א דניחא להו דמקבע להו בחובה (מעיקרא)
1 es ist ihnen erwünscht, daß es ihnen zur Pflicht werde. –
ב ת"ש נשים מזמנות לעצמן ועבדים מזמנים לעצמן נשים ועבדים וקטנים אם רצו לזמן אין מזמנין (והא נשים אפילו מאה) והא מאה נשי כתרי גברי דמיין וקתני נשים מזמנות לעצמן ועבדים מזמנין לעצמן
2 Komm und höre: Frauen sprechen für sich selbst den gemeinsamen Tischsegen; Sklaven sprechen für sich selbst den gemeinsamen Tischsegen. Frauen, Sklaven und Minderjährige dürfen, auch wenn sie es wollen, sich nicht zum gemeinsamen Tischsegen vereinigen. Hundert Frauen gleichen ja zwei Männern, und er lehrt: Frauen sprechen für sich selbst den gemeinsamen Tischsegen, Sklaven sprechen für sich selbst den gemeinsamen Tischsegen!? –
ג שאני התם דאיכא דעות
3 Anders ist es hierbei, es sind ja [viele] Personen. –
ד א"ה אימא סיפא נשים ועבדים אם רצו לזמן אין מזמנין אמאי לא והא איכא דעות
4 Wie ist demnach der Schlußsatz zu erklären: Frauen und Sklaven dürfen, auch wenn sie es wollen, sich nicht zum gemeinsamen Tischsegen vereinigen; wieso nicht, es sind ja [viele] Personen!? –
ה שאני התם משום פריצותא
5 Anders ist es hierbei: wegen der Zuchtlosigkeit.
ו תסתיים דרב דאמר אם רצו לזמן אין מזמנין דאמר רב דימי בר יוסף אמר רב שלשה שאכלו כאחת ויצא אחד מהם לשוק קוראין לו ומזמנין עליו טעמא דקוראין לו הא לא קוראין לו לא
6 Es ist zu schließen, daß Rabh es ist, welcher sagt, auch wenn sie es wollen, dürfen sie nicht den gemeinsamen Tischsegen sprechen. R. Dimi b. Joseph sagte nämlich im Namen Rabhs: Wenn drei zusammen gespeist haben und einer von ihnen auf die Straße hinausgeht, so rufen sie ihn und zählen ihn mit zum gemeinsamen Tischsegen.

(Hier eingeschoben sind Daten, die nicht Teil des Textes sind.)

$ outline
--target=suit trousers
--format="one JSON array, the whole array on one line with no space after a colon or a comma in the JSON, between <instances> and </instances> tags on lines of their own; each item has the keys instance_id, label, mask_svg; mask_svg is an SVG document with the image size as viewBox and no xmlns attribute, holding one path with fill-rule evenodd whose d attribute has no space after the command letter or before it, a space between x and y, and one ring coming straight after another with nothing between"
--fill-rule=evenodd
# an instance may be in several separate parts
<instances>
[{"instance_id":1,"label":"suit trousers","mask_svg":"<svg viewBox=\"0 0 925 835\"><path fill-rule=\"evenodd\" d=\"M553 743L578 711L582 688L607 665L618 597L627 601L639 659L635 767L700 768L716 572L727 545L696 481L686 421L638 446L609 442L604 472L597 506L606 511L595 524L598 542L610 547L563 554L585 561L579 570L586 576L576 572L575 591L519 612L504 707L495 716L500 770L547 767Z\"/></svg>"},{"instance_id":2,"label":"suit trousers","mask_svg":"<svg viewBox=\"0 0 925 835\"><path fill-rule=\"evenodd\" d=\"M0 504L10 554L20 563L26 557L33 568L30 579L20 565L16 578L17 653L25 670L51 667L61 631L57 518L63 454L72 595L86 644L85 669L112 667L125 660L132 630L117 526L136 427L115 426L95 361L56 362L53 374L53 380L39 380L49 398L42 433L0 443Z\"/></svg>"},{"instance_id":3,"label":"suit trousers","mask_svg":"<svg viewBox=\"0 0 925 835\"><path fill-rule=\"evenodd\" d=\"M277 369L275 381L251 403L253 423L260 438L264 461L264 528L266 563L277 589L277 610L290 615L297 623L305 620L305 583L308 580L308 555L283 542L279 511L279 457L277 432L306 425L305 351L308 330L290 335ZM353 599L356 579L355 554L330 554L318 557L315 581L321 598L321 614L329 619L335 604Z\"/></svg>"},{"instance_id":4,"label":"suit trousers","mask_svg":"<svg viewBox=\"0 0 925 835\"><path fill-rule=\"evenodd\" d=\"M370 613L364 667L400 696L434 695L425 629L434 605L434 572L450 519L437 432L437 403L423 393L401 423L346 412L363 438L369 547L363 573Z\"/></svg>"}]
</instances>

Nur wenn sie ihn rufen, nicht aber, wenn sie ihn nicht rufen!? –
ז שאני התם דאקבעו להו בחובה מעיקרא
7 Anders ist es hier, wo es ihnen von vornherein eine Pflicht war. –
ח אלא תסתיים דר' יוחנן הוא דאמר אם רצו לזמן אין מזמנין דאמר רבה בר בר חנה א"ר יוחנן שנים שאכלו כאחת אחד מהן יוצא בברכת חבירו
8 Es ist zu schließen, daß R. Joḥanan es ist, welcher sagt, auch wenn sie es wollen, dürfen sie nicht den gemeinsamen Tischsegen sprechen. Rabba b. Bar Ḥana sagte nämlich im Namen R. Joḥanans: Wenn zwei zusammen essen, so entledigt sich der eine seiner Pflicht durch den Segen seines Genossen.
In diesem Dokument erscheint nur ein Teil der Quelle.